No silêncio infinito que ambientava a solidão do homem, enlaçando-os em uma espécie de união mística,
Lady N acreditou que estaria protegida para sempre de todo frio com os
traços inapagáveis do caligrama a tinta negra que o imperador
vagarosamente desenhava para provar-lhe seu amor. Nem uma lágrima de
dúvida mancharia o cenário de névoa em que viveram por tantos e tão comoventes anos
cujos dias transcorriam um por um, cada um na sua vez, como elefantes
indianos em fila, certos de encontrar o melhor modo de seguir.
Lady N era uma pessoa nada fácil de convencer, mas não resistia a uma
fila bem organizada, sobretudo quando lembrava de seus tempos no circo
com sua elefanta Janaína. Ela que já estivera tão próxima de um elefante
agora teria que contentar-se em ser só uma cabeça cortada por um
imperador chinês.
Essas lembranças faziam pensar ainda mais em seu corpo. Quando se é
uma cabeça pensa-se mais ainda. O corpo que falta torna-se um objeto de
desejo insuportável. O corpo, ela teve tempo de dizer antes que o delegado sumisse no corredor escuro, o corpo é algo que pesa.

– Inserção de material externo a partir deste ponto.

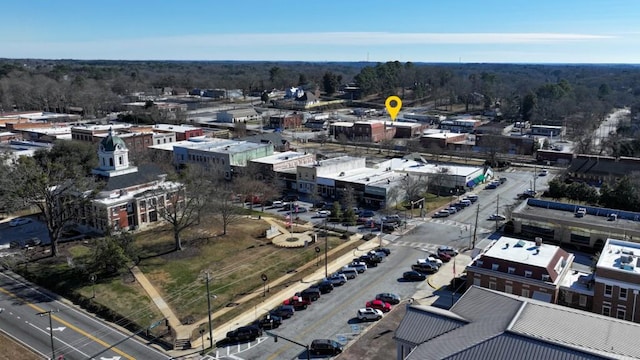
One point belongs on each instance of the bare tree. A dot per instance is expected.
(439, 178)
(223, 206)
(181, 200)
(56, 188)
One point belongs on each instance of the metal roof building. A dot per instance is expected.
(486, 324)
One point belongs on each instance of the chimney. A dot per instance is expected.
(538, 241)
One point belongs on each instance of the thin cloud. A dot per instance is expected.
(376, 38)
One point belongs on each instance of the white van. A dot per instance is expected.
(349, 272)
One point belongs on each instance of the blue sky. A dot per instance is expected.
(507, 31)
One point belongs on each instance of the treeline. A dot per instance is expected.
(575, 96)
(621, 195)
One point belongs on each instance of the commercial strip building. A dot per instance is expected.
(545, 272)
(486, 324)
(526, 268)
(557, 222)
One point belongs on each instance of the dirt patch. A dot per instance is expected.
(12, 350)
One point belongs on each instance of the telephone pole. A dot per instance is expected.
(48, 313)
(209, 313)
(475, 228)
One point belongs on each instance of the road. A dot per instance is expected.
(333, 316)
(43, 323)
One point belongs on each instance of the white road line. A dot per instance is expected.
(58, 339)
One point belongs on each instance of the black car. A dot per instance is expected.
(390, 298)
(269, 322)
(414, 276)
(312, 294)
(370, 259)
(325, 286)
(283, 311)
(325, 347)
(245, 333)
(424, 268)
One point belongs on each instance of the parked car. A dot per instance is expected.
(312, 294)
(325, 286)
(428, 260)
(338, 279)
(325, 347)
(349, 272)
(425, 268)
(471, 197)
(371, 260)
(390, 298)
(442, 256)
(360, 266)
(440, 213)
(414, 276)
(245, 333)
(367, 213)
(283, 311)
(268, 322)
(19, 221)
(298, 302)
(434, 259)
(392, 218)
(369, 314)
(378, 304)
(497, 217)
(34, 241)
(447, 250)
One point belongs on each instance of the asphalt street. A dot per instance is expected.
(52, 327)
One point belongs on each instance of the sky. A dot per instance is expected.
(466, 31)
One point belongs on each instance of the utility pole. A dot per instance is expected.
(497, 211)
(475, 228)
(326, 249)
(48, 313)
(209, 313)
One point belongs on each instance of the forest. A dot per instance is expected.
(576, 96)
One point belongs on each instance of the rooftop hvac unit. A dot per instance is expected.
(625, 259)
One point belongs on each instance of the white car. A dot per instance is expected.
(369, 314)
(497, 217)
(434, 262)
(19, 221)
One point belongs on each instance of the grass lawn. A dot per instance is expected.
(234, 261)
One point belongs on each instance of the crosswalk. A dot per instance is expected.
(459, 225)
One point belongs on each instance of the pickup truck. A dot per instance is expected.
(298, 302)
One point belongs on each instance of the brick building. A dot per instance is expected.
(285, 121)
(616, 282)
(526, 268)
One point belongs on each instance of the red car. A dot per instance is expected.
(379, 304)
(297, 302)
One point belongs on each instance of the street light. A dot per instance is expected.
(208, 278)
(48, 313)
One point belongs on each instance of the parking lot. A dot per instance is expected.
(22, 234)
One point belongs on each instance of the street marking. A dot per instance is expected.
(58, 339)
(70, 326)
(61, 328)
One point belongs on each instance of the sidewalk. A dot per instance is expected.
(184, 332)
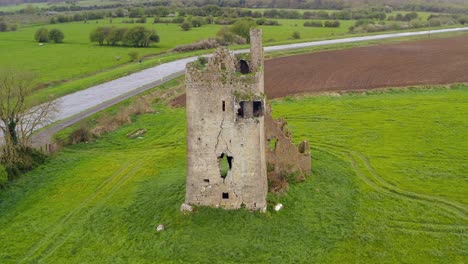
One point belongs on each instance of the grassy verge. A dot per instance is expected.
(387, 186)
(59, 90)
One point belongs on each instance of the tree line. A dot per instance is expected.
(137, 36)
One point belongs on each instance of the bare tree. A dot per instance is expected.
(18, 118)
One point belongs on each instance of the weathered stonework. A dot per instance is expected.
(226, 121)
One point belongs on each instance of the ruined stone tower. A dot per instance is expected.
(226, 159)
(235, 149)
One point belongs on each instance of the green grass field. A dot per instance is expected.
(78, 57)
(78, 64)
(388, 185)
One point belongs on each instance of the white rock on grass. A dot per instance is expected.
(278, 207)
(160, 228)
(186, 208)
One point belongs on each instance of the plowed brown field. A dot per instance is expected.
(436, 61)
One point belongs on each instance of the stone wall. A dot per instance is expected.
(226, 139)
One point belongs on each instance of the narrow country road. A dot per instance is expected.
(77, 106)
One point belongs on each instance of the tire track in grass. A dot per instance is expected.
(429, 227)
(400, 224)
(355, 157)
(63, 237)
(58, 227)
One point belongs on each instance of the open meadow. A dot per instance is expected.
(388, 185)
(78, 63)
(78, 57)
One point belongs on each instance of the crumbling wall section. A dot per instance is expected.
(285, 161)
(225, 122)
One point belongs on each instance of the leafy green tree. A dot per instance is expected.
(99, 34)
(42, 35)
(56, 35)
(3, 176)
(116, 35)
(133, 55)
(185, 26)
(3, 26)
(242, 28)
(296, 35)
(18, 120)
(120, 12)
(140, 37)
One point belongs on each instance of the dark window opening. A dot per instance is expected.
(249, 109)
(244, 67)
(257, 108)
(272, 143)
(240, 111)
(225, 165)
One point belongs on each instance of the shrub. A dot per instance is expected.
(3, 176)
(185, 26)
(313, 23)
(225, 21)
(197, 22)
(242, 28)
(296, 35)
(133, 55)
(99, 34)
(3, 26)
(141, 20)
(56, 35)
(80, 135)
(30, 158)
(140, 37)
(42, 35)
(199, 45)
(115, 36)
(334, 23)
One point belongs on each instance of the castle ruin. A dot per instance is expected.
(234, 147)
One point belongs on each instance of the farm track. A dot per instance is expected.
(369, 176)
(422, 62)
(77, 106)
(60, 232)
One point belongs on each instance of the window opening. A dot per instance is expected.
(257, 108)
(244, 67)
(225, 165)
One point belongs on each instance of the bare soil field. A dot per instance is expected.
(432, 61)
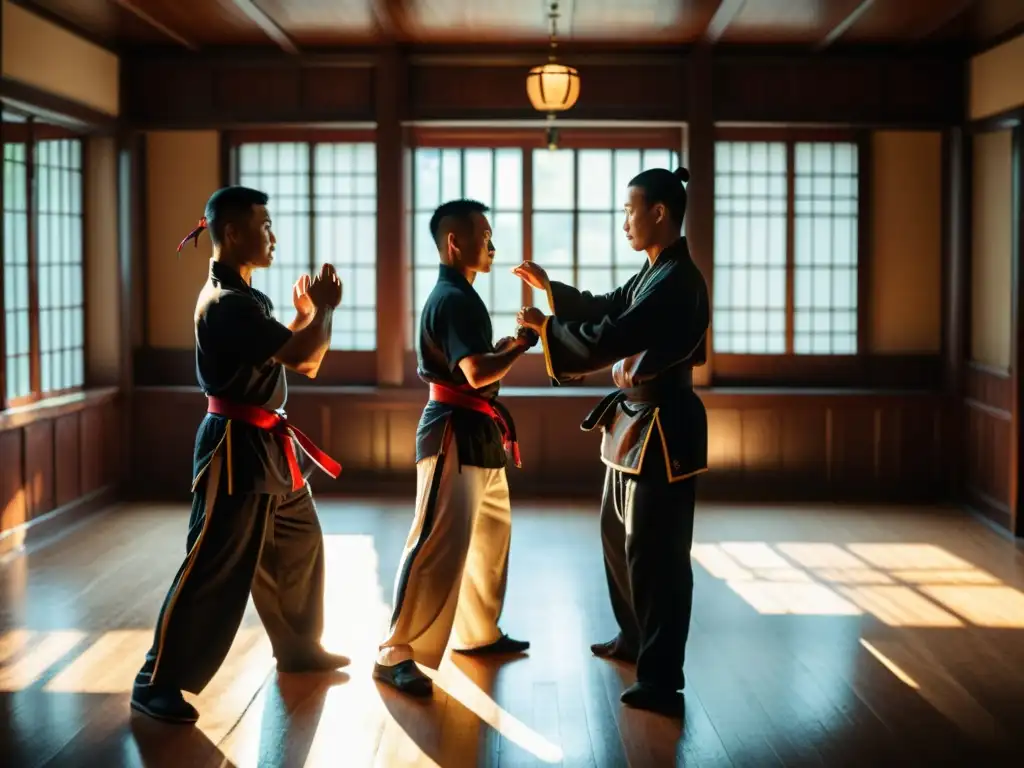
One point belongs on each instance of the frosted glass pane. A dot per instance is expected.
(508, 180)
(845, 158)
(554, 182)
(802, 288)
(844, 289)
(424, 247)
(508, 291)
(740, 296)
(758, 280)
(759, 240)
(776, 242)
(821, 296)
(759, 158)
(723, 241)
(723, 287)
(627, 164)
(844, 243)
(427, 166)
(596, 281)
(804, 242)
(595, 180)
(506, 235)
(451, 175)
(594, 239)
(723, 157)
(776, 288)
(657, 159)
(479, 176)
(553, 239)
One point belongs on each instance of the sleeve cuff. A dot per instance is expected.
(544, 344)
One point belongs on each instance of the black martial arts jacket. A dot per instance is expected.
(652, 332)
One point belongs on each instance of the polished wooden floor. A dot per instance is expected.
(822, 636)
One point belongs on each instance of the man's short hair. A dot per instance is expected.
(458, 211)
(231, 205)
(663, 185)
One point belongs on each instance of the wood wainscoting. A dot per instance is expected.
(987, 463)
(57, 455)
(798, 444)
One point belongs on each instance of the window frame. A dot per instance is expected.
(528, 372)
(31, 131)
(340, 367)
(790, 369)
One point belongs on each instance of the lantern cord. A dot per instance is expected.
(553, 15)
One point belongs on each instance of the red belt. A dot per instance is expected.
(472, 401)
(279, 426)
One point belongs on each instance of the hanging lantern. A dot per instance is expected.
(553, 87)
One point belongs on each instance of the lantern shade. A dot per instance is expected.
(553, 87)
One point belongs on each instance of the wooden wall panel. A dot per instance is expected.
(56, 457)
(838, 89)
(67, 456)
(772, 445)
(164, 90)
(12, 496)
(39, 467)
(198, 91)
(987, 456)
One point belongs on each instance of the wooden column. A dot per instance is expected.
(392, 271)
(700, 190)
(955, 293)
(1016, 331)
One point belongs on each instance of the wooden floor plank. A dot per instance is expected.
(838, 637)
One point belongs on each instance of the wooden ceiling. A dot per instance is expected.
(296, 26)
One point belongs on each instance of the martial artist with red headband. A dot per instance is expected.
(253, 526)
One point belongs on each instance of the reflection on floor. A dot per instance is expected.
(821, 636)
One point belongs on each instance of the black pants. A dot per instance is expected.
(269, 546)
(647, 531)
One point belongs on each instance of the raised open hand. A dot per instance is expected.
(532, 274)
(531, 317)
(326, 288)
(300, 296)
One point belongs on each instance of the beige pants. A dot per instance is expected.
(455, 565)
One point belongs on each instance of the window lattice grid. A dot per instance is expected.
(17, 315)
(825, 248)
(324, 208)
(59, 264)
(493, 176)
(578, 215)
(751, 219)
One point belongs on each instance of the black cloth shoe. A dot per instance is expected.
(163, 704)
(404, 676)
(653, 698)
(314, 660)
(614, 648)
(501, 646)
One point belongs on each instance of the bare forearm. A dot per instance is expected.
(306, 348)
(486, 369)
(300, 322)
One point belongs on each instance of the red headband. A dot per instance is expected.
(194, 235)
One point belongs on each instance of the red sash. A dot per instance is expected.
(472, 401)
(279, 426)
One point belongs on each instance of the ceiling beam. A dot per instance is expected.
(839, 30)
(160, 27)
(270, 28)
(392, 18)
(727, 10)
(954, 11)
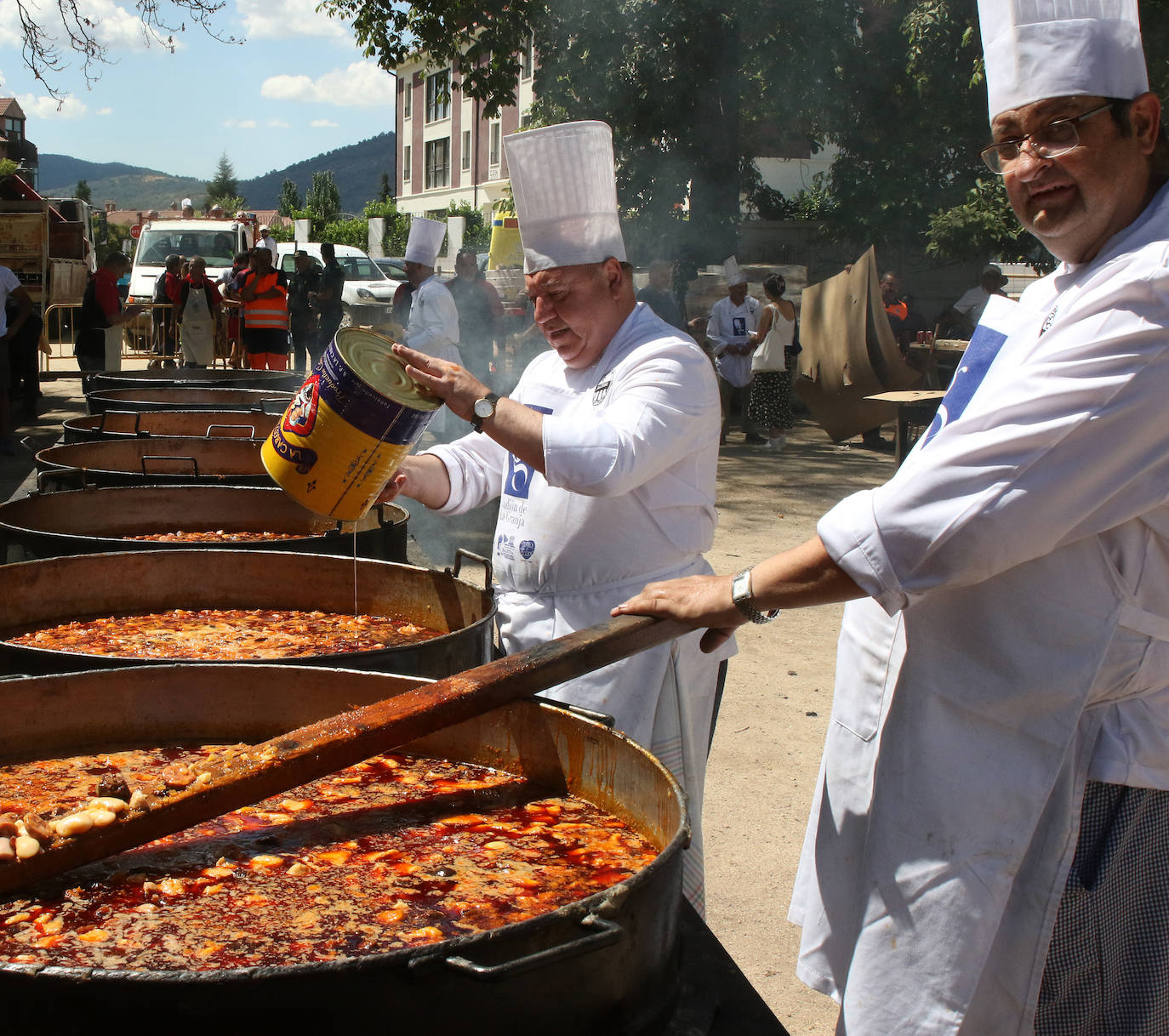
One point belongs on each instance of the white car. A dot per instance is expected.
(368, 293)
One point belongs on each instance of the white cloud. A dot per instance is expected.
(362, 84)
(47, 108)
(283, 19)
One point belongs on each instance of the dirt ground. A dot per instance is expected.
(775, 710)
(774, 714)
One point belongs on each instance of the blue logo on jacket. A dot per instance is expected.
(518, 482)
(976, 361)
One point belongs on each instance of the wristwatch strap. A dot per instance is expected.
(744, 604)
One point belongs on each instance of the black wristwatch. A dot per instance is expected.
(740, 593)
(483, 409)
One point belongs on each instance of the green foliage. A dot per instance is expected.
(231, 205)
(324, 200)
(224, 186)
(477, 233)
(485, 37)
(397, 225)
(290, 198)
(984, 226)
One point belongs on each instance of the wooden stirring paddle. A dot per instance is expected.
(341, 740)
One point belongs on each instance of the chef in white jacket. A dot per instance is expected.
(433, 327)
(728, 328)
(988, 848)
(603, 458)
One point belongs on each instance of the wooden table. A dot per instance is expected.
(915, 408)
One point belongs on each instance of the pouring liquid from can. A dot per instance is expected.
(349, 428)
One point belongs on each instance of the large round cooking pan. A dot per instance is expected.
(115, 424)
(196, 378)
(99, 521)
(85, 586)
(605, 964)
(187, 398)
(152, 461)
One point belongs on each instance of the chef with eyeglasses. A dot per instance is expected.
(988, 848)
(603, 458)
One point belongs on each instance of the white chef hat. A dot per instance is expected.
(566, 196)
(425, 241)
(1060, 48)
(732, 271)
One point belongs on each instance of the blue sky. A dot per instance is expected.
(296, 86)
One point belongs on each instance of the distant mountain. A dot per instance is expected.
(356, 170)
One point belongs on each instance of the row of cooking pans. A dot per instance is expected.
(605, 964)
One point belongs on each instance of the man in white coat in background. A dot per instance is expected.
(728, 330)
(988, 848)
(603, 458)
(433, 327)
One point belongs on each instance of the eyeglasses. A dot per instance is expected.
(1051, 140)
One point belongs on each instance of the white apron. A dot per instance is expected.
(1023, 557)
(197, 333)
(631, 453)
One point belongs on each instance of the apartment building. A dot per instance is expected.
(14, 144)
(448, 150)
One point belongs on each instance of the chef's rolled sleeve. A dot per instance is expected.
(475, 467)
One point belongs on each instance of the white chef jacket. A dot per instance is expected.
(630, 449)
(731, 324)
(1016, 645)
(434, 330)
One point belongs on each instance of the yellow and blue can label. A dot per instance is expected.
(349, 428)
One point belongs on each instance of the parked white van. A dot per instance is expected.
(368, 293)
(216, 241)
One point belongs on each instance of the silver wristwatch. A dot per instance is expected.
(483, 409)
(740, 593)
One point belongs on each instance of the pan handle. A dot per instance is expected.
(146, 458)
(599, 933)
(136, 414)
(61, 475)
(250, 430)
(459, 555)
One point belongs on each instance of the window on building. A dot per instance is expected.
(438, 96)
(496, 137)
(437, 162)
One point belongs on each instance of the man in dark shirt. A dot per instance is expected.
(328, 297)
(659, 296)
(100, 309)
(304, 281)
(481, 315)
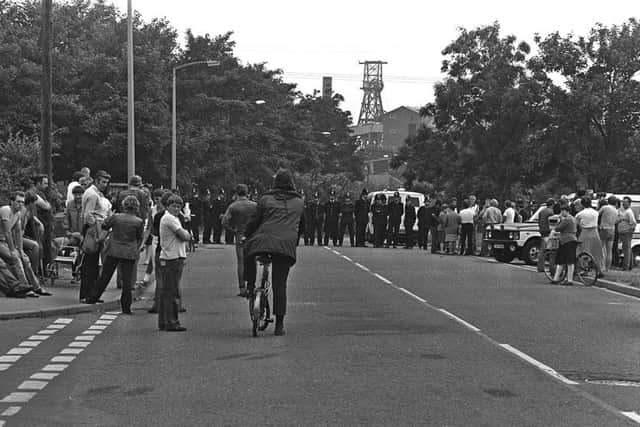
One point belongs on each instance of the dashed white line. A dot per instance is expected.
(548, 370)
(459, 320)
(361, 267)
(388, 282)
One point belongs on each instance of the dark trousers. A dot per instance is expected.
(378, 234)
(168, 306)
(361, 232)
(108, 268)
(89, 274)
(392, 234)
(217, 231)
(280, 267)
(206, 232)
(435, 238)
(344, 226)
(466, 239)
(331, 231)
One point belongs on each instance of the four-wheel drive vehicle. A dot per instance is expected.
(416, 198)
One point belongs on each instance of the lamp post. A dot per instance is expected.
(173, 115)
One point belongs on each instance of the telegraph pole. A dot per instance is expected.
(46, 83)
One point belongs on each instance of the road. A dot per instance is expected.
(374, 337)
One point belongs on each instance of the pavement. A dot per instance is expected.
(65, 295)
(64, 300)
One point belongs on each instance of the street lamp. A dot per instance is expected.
(210, 63)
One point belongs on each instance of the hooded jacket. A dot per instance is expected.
(275, 225)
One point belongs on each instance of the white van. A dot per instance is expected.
(416, 198)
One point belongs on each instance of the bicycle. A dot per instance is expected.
(259, 308)
(585, 271)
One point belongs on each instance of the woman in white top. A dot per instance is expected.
(587, 220)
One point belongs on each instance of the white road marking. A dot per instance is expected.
(411, 294)
(55, 367)
(459, 320)
(362, 267)
(18, 397)
(388, 282)
(38, 337)
(632, 415)
(72, 350)
(32, 385)
(19, 350)
(44, 376)
(10, 411)
(538, 364)
(64, 359)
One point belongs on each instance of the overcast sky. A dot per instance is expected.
(309, 39)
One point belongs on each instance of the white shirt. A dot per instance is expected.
(172, 246)
(467, 215)
(509, 215)
(587, 218)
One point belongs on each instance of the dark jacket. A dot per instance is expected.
(362, 210)
(126, 235)
(274, 227)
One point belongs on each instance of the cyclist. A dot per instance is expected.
(274, 230)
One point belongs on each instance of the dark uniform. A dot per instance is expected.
(409, 222)
(379, 218)
(396, 209)
(313, 217)
(331, 216)
(362, 218)
(346, 219)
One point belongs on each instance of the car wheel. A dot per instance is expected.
(503, 256)
(530, 251)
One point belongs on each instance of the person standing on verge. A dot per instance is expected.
(607, 218)
(238, 215)
(173, 241)
(122, 249)
(274, 230)
(347, 210)
(545, 230)
(362, 218)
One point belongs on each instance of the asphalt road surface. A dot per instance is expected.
(374, 337)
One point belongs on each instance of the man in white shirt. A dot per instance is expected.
(173, 239)
(509, 214)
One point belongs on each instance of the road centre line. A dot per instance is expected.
(538, 364)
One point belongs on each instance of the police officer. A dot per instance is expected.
(362, 218)
(396, 209)
(347, 210)
(379, 218)
(312, 214)
(409, 222)
(331, 217)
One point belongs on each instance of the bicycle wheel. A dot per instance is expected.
(586, 269)
(550, 265)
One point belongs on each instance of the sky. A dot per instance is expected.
(310, 39)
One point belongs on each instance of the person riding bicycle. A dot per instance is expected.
(273, 230)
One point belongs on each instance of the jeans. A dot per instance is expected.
(168, 306)
(109, 267)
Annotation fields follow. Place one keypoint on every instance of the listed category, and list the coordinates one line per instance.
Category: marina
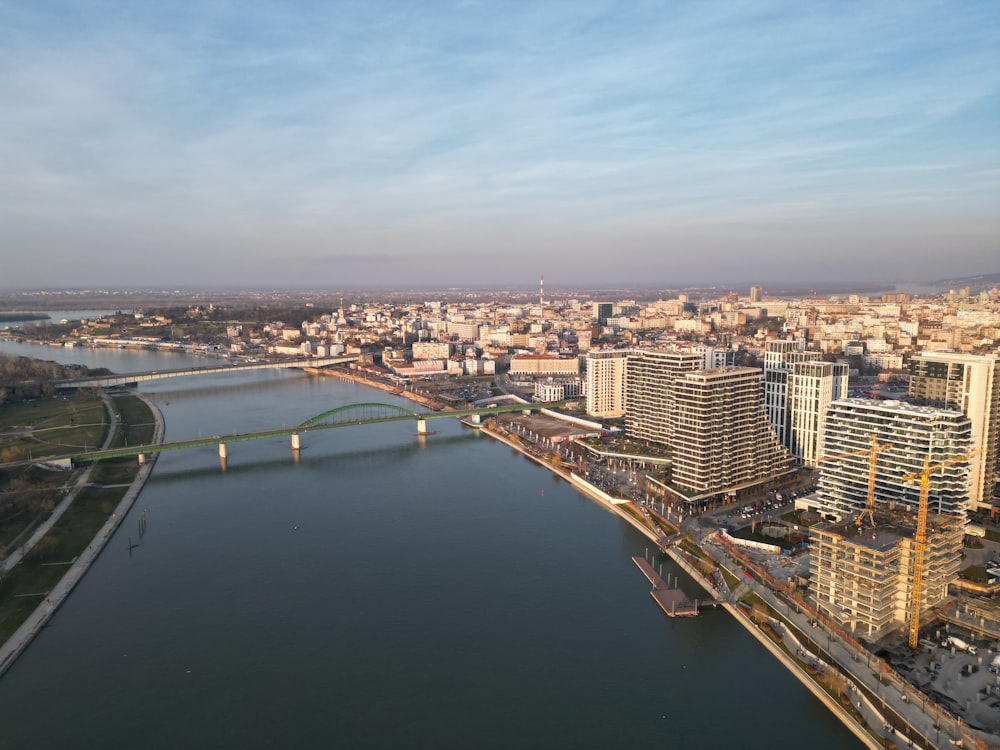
(673, 601)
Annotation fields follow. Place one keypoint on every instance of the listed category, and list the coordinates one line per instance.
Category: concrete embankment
(846, 719)
(19, 641)
(616, 506)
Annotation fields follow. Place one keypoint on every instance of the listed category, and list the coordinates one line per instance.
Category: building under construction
(862, 575)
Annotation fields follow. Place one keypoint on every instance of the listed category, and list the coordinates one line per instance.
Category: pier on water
(672, 601)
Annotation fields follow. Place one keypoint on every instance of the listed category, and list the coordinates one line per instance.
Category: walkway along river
(383, 591)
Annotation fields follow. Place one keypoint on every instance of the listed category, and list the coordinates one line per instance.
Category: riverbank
(22, 637)
(617, 507)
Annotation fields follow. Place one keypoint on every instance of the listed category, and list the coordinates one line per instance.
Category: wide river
(383, 591)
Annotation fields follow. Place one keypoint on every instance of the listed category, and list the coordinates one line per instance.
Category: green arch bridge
(352, 415)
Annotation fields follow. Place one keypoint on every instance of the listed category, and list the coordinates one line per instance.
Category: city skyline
(378, 144)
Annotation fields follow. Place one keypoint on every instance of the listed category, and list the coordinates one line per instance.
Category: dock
(673, 602)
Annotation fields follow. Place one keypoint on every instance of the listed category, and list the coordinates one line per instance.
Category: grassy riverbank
(27, 584)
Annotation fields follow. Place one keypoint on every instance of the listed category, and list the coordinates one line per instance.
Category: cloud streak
(324, 130)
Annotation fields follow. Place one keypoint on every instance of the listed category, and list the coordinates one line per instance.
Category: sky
(336, 144)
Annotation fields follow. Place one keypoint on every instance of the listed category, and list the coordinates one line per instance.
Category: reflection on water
(383, 592)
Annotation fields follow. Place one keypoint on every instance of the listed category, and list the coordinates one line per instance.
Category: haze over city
(450, 143)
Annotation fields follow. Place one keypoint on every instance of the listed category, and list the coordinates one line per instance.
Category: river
(383, 590)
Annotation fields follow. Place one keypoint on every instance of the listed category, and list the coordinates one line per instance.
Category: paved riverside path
(19, 641)
(859, 670)
(82, 481)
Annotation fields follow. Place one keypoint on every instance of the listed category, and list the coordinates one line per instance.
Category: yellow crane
(920, 537)
(872, 454)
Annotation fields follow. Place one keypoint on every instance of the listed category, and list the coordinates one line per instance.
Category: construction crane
(872, 454)
(920, 537)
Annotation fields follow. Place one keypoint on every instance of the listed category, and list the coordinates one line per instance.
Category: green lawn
(48, 561)
(51, 426)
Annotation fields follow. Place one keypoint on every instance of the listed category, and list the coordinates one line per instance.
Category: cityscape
(455, 374)
(825, 467)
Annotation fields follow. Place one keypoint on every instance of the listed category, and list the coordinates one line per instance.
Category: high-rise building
(605, 383)
(720, 441)
(602, 311)
(908, 433)
(649, 377)
(971, 384)
(779, 358)
(862, 576)
(812, 387)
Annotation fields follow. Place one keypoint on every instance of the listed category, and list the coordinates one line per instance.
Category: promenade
(19, 641)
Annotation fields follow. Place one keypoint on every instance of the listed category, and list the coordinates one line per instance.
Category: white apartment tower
(720, 440)
(649, 376)
(605, 383)
(971, 384)
(812, 387)
(779, 358)
(909, 433)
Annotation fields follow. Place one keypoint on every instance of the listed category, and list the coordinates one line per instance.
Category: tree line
(25, 378)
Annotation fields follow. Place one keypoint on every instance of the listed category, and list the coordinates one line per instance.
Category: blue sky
(441, 143)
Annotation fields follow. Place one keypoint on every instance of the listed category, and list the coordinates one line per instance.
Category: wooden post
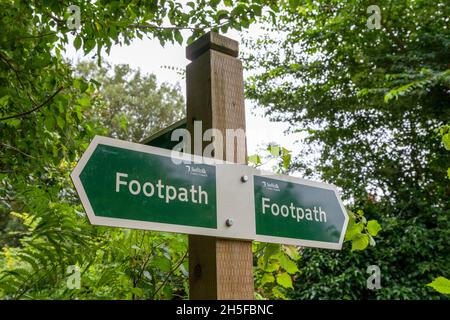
(218, 268)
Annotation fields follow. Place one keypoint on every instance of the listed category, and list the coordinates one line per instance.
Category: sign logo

Sabendo que tudo não passa de alucinação, ao mesmo tempo que, tendo em
vista que há alguma verdade em toda loucura, é que aprendemos a levar a
sério o que ela tentou nos dizer.
Em um primeiro momento, sei, sabemos, que ela pensou, que neste
momento tenso em que se perde a cabeça, ou melhor, em que ela perdeu o
corpo, e assim parte considerável de sua vida, que fora a falta do papel
o motivo da decapitação. Somente agora, quando tudo se encaminha para o
fim, é que a resposta aparece com a força aterradora da verdade que não
se mede nas formas triviais.
Antes desencorpada do que acéfala, pouco antes de ir
parar na delegacia onde a encontramos dentro de uma cela, Lady N olhava
para o display tencionando as pálpebras. Um filete de sangue mancha a
imagem dividindo-a em duas. Do lado de cá, na pequena antessala do
quarto, o soldado tenta levá-la para longe. Ela tem na língua a força
descomunal do seu grito. Lança-se na direção do seu desejo, e se trata
de um desejo muito forte. Percebendo-se cansada, ela ordena ao soldado
que descanse. Não é fácil imaginar Lady N nessa situação, corpo e
cabeça, distanciados, verdadeiramente separados por um golpe mortal e
dando ordens a um soldado que a conduz para longe de si mesma. O soldado
obedece por alguns minutos até que, com a renovação dos esforços
sonoros de Lady N, três ou quatro frases depois, está novamente a
postos. Espantada que sua mera voz ecoe em sua cabeça e seja capaz de
dobrar um homem tão grande, é assim que ela está.
Mas a história de Lady N apenas começou.
Mesmo tendo sobre o soldado todo o poder, Lady N teme o soldado como temia o imperador chinês quando apareceu à sua porta.